Reason #4: History and tradition are against blending either grape
The Burgundy region around Beaune in eastern France has for centuries been considered the ultimate place to grow Pinot Noir and Chardonnay, and winegrowers around the world have tried, mostly unsuccessfully, to create red and white wines that taste like Burgundies. Additionally, since the 1940s, France has legally dictated that the prime regions of Burgundy — the Côte d’Or, especially — label their unblended Pinots and Chards as “Bourgogne.” “When people think Chardonnay or Pinot Noir,” Dees says, “they tend to immediately move to Burgundy in their minds — its history and its grand wines.”

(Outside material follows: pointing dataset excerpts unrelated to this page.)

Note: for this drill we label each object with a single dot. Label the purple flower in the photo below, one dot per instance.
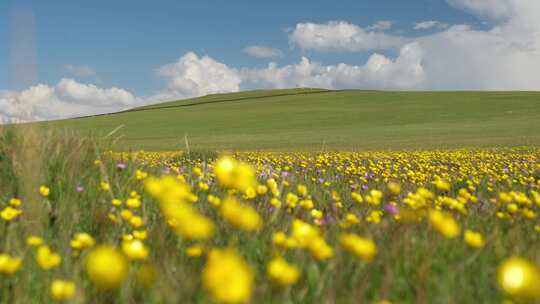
(392, 209)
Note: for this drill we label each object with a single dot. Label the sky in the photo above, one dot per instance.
(62, 58)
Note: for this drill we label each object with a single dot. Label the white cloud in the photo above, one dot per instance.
(503, 57)
(494, 9)
(67, 99)
(380, 26)
(193, 76)
(379, 72)
(262, 51)
(80, 70)
(424, 25)
(341, 36)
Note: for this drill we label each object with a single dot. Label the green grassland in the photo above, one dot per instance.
(313, 119)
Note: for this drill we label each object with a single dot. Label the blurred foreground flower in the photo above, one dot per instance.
(9, 264)
(62, 290)
(361, 247)
(519, 278)
(106, 267)
(227, 276)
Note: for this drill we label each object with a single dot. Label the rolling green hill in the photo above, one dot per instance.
(312, 119)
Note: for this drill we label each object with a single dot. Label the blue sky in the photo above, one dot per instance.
(62, 58)
(125, 40)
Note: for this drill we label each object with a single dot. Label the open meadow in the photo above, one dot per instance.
(386, 198)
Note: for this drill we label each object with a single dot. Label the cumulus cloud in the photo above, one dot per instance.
(193, 76)
(341, 36)
(380, 26)
(80, 70)
(424, 25)
(503, 57)
(379, 72)
(67, 99)
(262, 51)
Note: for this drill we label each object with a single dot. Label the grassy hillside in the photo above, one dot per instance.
(316, 119)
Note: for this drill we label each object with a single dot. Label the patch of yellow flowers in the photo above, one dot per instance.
(309, 208)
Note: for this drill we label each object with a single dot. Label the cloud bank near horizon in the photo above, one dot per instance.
(455, 57)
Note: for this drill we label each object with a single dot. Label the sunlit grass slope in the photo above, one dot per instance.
(312, 119)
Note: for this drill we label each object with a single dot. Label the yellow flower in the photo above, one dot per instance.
(105, 186)
(240, 215)
(44, 191)
(126, 214)
(394, 188)
(135, 249)
(302, 190)
(15, 202)
(133, 203)
(194, 251)
(316, 214)
(279, 238)
(282, 272)
(306, 204)
(474, 239)
(9, 213)
(214, 200)
(262, 189)
(106, 267)
(374, 216)
(82, 240)
(140, 175)
(444, 223)
(227, 276)
(291, 200)
(519, 278)
(136, 221)
(34, 241)
(363, 248)
(140, 234)
(357, 197)
(62, 290)
(9, 264)
(46, 258)
(442, 185)
(276, 203)
(374, 197)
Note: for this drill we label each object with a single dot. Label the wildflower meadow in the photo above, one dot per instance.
(83, 224)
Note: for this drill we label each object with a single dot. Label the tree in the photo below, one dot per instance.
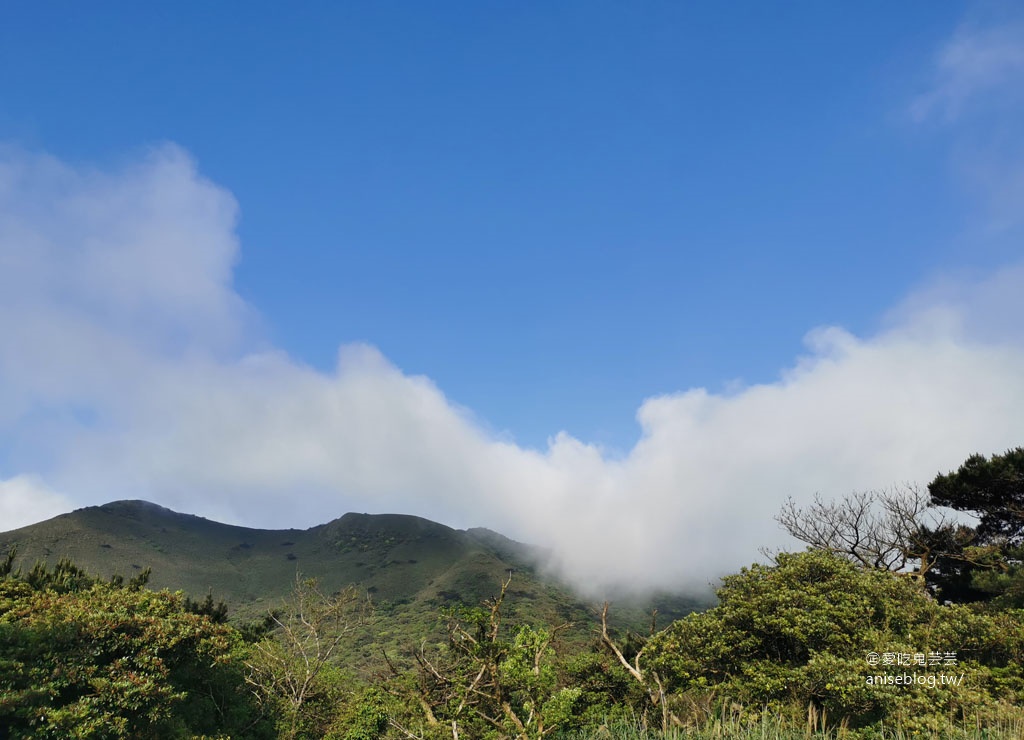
(989, 566)
(489, 686)
(801, 630)
(291, 670)
(895, 529)
(990, 488)
(80, 657)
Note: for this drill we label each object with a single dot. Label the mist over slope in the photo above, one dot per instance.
(404, 562)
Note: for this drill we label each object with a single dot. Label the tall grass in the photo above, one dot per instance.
(769, 727)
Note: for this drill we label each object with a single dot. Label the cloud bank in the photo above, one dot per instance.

Reason #5: Pinot and Chardonnay blend best with… themselves
In Burgundy, winemakers can select either Chardonnay or Pinot from different vineyards to make regional white or red blends. More than most other varieties, both Chardonnay and Pinot tend to have multiple clones and also are very reflective of terroir. As a result, many California winemakers love to blend Chards or Pinots from different vineyards and different regions — still blends, but mono-varietal ones.
But as with most rules, there are exceptions…
The most common one involves sparkling wines, especially in Champagne, where Chardonnay and Pinot Noir are commonly blended — both with each other and with Pinot Meunier. “With both grapes, we blend with each other and from different terroirs, which gives Champagne layers of complexity,” says Cyril Brun, cellar master at Champagne Charles Heidsieck. Additionally, most Champagnes and other sparkling wines that use Pinot Noir extract the juice and discard the skins as soon as possible to avoid the red color and tannins the skins impart, using only the most delicate part — the juice — of a delicate grape.
Another exception — one that takes place even in Burgundy — is the act of blending Pinot Noir with Gamay grapes from the Beaujolais region (technically a part of Burgundy) to create entry-level Coteaux Bourgignon, an appellation created in 2011. “We use a blend of 60 percent Pinot Noir and 40 percent Gamay, generally from the Moulin-a-Vent and Chenas areas of Beaujolais,” says Chloé Urcisson-Mirabile, representative of the producer France Terroirs. Laurent Drouhin of the famous Burgundy winemaking family says, “If the Pinot Noir is a little weaker in a vintage, we like to use a little Gamay to bolster it.”
Finally, in California, a Pinot Noir can be called Pinot Noir as long as 75 percent of the wine comes from that grape, and there is no obligation to disclose on the label what other grapes are used. “I am pretty certain that Pinot was blended with Zinfandel and with Merlot by larger winemakers when the film ‘Sideways’ increased the demand for Pinot Noir,” Inman notes.
Still, many winemakers are “what if” people — so what grapes would they use if they blended these lonely grapes with something else?
Dees says a “dramatically aromatic and floral field selection of Chardonnay” has been developed in his vineyards, and that he’d “love to add a bit of Riesling for a floral lift.”
And Inman playfully notes, “I am adding some Grenache and Tempranillo to my portfolio this harvest. Maybe I’ll do a little experimenting!”
But, for the most part, people who grow Pinot Noir and Chardonnay are happy to leave the task of varietal matchmaking to other winegrowers.